Setiap warga yang akan menyeberangi kendaraannya,harus membayar tarif sesuai besar kecilnya kendaraan sekali menyeberang.Sepeda motor kecil tarifnya Rp30 ribu,sepeda motor besar tarifnya Rp50 ribu. Selain itu warga yang menyeberang menggunakan sampan/perahu dikenakan tarif Rp10 ribu per orang.

“Saat banjir begini, kalau lewat Waima harus siap uang Rp150 ribu.Inilah hasil pembangunan Lembata. Hasil Kadis PU Lembata gadai jabatan jika jembatan ambruk.Mana buktinya?
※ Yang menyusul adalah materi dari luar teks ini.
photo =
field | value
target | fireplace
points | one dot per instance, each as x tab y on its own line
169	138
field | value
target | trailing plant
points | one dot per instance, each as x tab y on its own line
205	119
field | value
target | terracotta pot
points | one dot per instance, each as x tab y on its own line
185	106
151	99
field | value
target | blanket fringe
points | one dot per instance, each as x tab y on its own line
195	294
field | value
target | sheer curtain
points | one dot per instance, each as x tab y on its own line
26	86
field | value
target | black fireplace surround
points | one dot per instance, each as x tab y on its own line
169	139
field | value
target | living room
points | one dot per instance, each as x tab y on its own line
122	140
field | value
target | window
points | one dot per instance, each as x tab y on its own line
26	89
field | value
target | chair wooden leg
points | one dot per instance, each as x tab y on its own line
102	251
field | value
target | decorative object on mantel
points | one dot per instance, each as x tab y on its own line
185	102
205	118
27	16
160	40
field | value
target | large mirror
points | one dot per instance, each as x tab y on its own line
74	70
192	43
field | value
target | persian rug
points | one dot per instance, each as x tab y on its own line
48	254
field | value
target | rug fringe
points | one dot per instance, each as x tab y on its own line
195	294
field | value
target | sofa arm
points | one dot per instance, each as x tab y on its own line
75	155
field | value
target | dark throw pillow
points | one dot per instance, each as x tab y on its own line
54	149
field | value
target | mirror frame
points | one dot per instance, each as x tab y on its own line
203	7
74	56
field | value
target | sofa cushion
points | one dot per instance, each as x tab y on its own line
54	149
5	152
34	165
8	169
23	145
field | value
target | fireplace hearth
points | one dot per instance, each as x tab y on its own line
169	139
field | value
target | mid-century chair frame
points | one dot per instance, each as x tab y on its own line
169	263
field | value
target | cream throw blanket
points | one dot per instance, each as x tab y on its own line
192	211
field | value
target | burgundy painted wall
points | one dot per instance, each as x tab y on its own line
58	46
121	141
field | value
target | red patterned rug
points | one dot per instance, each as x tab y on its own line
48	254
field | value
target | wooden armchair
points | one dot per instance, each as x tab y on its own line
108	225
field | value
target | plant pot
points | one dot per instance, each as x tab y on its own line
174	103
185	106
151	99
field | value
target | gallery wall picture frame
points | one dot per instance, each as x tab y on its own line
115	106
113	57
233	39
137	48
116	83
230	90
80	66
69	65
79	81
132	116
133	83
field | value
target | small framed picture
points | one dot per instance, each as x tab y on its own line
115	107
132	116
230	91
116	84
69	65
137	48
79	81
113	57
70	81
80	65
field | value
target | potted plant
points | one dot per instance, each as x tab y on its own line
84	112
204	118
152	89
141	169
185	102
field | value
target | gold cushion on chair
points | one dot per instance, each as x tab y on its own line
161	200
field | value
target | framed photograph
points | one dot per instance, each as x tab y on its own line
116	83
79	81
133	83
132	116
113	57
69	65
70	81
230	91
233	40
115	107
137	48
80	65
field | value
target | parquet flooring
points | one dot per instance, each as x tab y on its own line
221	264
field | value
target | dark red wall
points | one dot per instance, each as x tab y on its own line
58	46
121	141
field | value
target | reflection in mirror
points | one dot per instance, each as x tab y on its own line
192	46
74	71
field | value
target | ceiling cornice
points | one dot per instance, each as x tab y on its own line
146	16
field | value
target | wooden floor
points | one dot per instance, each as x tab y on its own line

Kita nikmati saja dengan sakit dan kecewa,” ungkap Stef Warat warga Nagawutung.

“Suruh mereka itu datang dan lihat hasil kerja mereka. Belajar ulang soal buat jembatan. Rugi-rugi saja bangun jembatan hasilnya seperti ini. Katanya serjana teknik. Mana itu serjana teknik? Bangun jembatan saja tidak bisa. Anggota DPRD juga di mana semua?,”kata Stef Warat.

Begitu juga komentar lainnya di media sosial yang mensesalkan hasil kerja konsultan, kontraktor, Dinas PU, DPR yang dianggap tidak becus membangun Lembata.

“Proyek asal kerja hasilnya seperti ini. Masa kamu bangun jembatan model seperti ini. Uang Rp 1,6 Miliar buang di ‘laut’. Kalau tidak bisa kerja tidak usah paksa diri. Ini jelas-jelas menghambat kerja dan usaha kita. Jangankan kami sopir, orang bodok pun tahu bagaimana bangun jembatan di kali yang besar dengan kapasitas banjir yang besar. Koq kamu tidak paham,” ungkap Sopir Anton Beraf.